Comparing the outcome in reversing graft rejection in our study with that of Hudde et al,6 both studies have equivalent success—94% and 92% respectively. However, as discussed by Hudde et al,6 one of the possible reasons for their high success rate (compared to 50%,16 76%,7 and 78.9%17 in earlier studies using steroids to treat corneal graft rejection) is the earlier presentation of their patients after symptom-onset (4.3 ± 4.5 days, range 0–14 days). In our study, the mean duration of symptoms prior to presentation was longer—6.6 ± 6.3 days (range 0–30 days). Since increasing duration of rejection prior to treatment decreases the success rate in reversing the process,5 we feel that the results of our study are encouraging. The success in reversing corneal graft rejection in our study is also better than that in other published results.7,8,9,16,17

In the study by Hudde et al,6 six of the 36 corneal grafts failed during the follow-up period (range 12–40 months, mean of 25 months for local steroids only and 27.8 months for local and systemic steroids), in addition to three eyes in which the rejection could not be reversed. In the remaining 27 eyes, subsequent rejection episodes were noted in 6/13 (46%) eyes receiving local steroid therapy, and 9/14 (64%) eyes receiving a combination of local and intravenous pulse steroid treatment. The authors therefore state that the addition of intravenous pulse methyl prednisolone in the treatment of corneal allograft rejection, does not increase the protection against subsequent graft rejection, contrary to the findings of Hill et al.5 In contrast, in our study recurrent rejection episodes were seen in 1/32 (3%) eyes. Although our mean follow-up is less than in the study by Hudde et al6 (19.2 ± 16.9 months, range 1–55 months and 25–27.8 months, range 12–40 months respectively), we do not think that this is responsible for the considerable difference in subsequent graft rejection rates in the two studies. Since the group which received intravenous pulse steroid in their study had a rejection recurrence rate of 64%,6 the difference in outcomes in our patients can probably be attributed to the oral CSA therapy.

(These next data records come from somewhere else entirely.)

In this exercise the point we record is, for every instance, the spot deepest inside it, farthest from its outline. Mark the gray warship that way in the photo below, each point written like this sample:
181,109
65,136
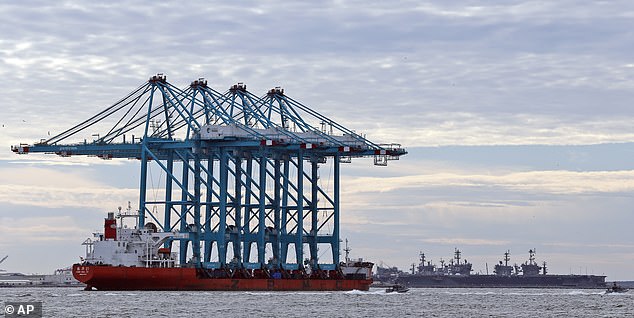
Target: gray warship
457,273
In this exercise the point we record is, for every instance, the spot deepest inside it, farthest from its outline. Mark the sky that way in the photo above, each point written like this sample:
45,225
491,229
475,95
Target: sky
516,116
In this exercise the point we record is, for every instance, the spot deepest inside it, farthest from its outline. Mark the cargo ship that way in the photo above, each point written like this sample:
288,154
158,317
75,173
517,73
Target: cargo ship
457,273
136,258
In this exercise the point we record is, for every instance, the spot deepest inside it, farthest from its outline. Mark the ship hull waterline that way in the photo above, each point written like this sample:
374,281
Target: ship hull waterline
144,278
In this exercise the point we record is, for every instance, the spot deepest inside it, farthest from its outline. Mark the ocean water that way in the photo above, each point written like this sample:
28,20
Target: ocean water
418,302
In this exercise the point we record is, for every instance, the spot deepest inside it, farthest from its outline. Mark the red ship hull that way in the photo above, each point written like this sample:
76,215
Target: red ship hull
145,278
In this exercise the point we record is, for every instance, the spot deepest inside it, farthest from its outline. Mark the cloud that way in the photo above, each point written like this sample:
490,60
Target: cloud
535,182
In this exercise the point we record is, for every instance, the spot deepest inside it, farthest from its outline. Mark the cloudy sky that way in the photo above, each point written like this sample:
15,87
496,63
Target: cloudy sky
516,116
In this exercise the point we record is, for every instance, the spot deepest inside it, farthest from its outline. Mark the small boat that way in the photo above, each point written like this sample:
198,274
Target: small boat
616,289
396,289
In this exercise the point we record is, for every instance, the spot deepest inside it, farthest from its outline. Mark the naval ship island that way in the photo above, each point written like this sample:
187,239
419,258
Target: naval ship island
457,273
230,195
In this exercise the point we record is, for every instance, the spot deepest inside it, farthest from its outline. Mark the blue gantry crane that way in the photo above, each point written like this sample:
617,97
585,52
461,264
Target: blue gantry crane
241,172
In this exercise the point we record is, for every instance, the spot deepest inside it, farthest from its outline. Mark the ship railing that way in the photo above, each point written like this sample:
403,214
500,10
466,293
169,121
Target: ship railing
161,263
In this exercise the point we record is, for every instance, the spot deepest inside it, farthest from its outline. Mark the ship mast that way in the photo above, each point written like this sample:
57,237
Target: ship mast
347,250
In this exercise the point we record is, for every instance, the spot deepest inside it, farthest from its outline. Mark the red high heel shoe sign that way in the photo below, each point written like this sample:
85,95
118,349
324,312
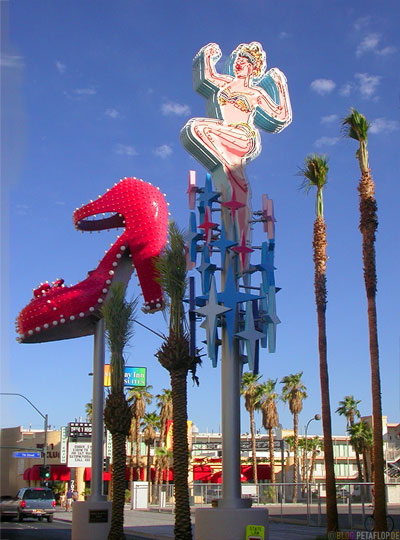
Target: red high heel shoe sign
58,312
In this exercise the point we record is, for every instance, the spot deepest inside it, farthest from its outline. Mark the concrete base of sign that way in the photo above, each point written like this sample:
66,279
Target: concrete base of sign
228,523
140,491
91,520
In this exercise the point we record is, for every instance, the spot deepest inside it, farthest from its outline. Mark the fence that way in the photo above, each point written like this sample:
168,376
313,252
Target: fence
354,500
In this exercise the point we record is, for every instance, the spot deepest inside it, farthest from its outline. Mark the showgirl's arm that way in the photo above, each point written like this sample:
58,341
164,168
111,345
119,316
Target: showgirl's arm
206,80
274,110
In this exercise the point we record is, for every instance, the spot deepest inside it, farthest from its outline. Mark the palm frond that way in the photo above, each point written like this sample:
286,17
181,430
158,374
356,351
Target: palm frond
355,126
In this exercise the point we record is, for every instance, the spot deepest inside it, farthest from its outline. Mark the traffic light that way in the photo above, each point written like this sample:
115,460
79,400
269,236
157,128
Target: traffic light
44,472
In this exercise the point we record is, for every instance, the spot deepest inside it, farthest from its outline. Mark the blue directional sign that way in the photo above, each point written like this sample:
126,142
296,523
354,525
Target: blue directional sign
27,455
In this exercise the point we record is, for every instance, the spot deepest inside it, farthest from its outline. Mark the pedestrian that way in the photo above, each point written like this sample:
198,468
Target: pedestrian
68,500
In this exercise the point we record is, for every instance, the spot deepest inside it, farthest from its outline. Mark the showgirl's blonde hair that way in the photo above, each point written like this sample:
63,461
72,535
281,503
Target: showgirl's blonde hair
255,54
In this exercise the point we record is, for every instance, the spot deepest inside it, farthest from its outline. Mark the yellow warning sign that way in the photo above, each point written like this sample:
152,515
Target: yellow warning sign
255,532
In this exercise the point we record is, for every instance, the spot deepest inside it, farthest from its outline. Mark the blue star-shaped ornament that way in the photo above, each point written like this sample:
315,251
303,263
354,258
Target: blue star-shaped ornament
272,318
211,311
251,335
223,244
207,196
230,298
192,237
206,269
267,264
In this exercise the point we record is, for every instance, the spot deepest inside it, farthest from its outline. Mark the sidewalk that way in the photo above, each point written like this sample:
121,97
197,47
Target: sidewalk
143,524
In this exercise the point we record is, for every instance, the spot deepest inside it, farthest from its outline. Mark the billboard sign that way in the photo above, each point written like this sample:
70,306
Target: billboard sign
80,454
133,376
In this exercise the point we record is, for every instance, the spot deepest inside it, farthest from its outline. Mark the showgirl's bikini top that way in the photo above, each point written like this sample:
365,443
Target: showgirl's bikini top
237,100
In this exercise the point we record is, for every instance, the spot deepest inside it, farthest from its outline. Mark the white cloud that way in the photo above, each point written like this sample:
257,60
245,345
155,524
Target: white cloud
367,84
345,90
383,124
163,151
11,60
60,67
369,43
84,91
175,108
112,113
326,141
330,119
125,150
323,86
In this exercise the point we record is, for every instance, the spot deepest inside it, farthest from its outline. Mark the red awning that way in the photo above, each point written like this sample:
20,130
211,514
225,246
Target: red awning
60,473
202,472
263,471
87,475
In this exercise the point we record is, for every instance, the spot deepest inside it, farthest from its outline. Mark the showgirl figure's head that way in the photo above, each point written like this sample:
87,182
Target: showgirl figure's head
248,59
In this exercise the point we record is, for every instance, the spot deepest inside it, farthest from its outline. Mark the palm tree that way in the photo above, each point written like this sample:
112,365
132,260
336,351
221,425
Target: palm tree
293,393
348,408
314,174
164,401
356,126
361,439
270,420
138,396
119,316
174,355
315,445
252,391
88,411
151,421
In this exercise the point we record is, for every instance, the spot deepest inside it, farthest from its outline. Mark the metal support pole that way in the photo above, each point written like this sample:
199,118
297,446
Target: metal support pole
45,440
230,393
96,484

In conclusion, the addition of oral CSA to current treatment approaches using topical and intravenous pulse steroid appears to be effective in reversing corneal graft rejection. This new approach may also be effective in protecting patients from subsequent rejection episodes. Our extended follow-up study confirms the safety and efficacy of this therapeutic approach. Prospective, controlled, randomised trials would be helpful in confirming the role of oral CSA in the treatment of acute corneal graft rejection.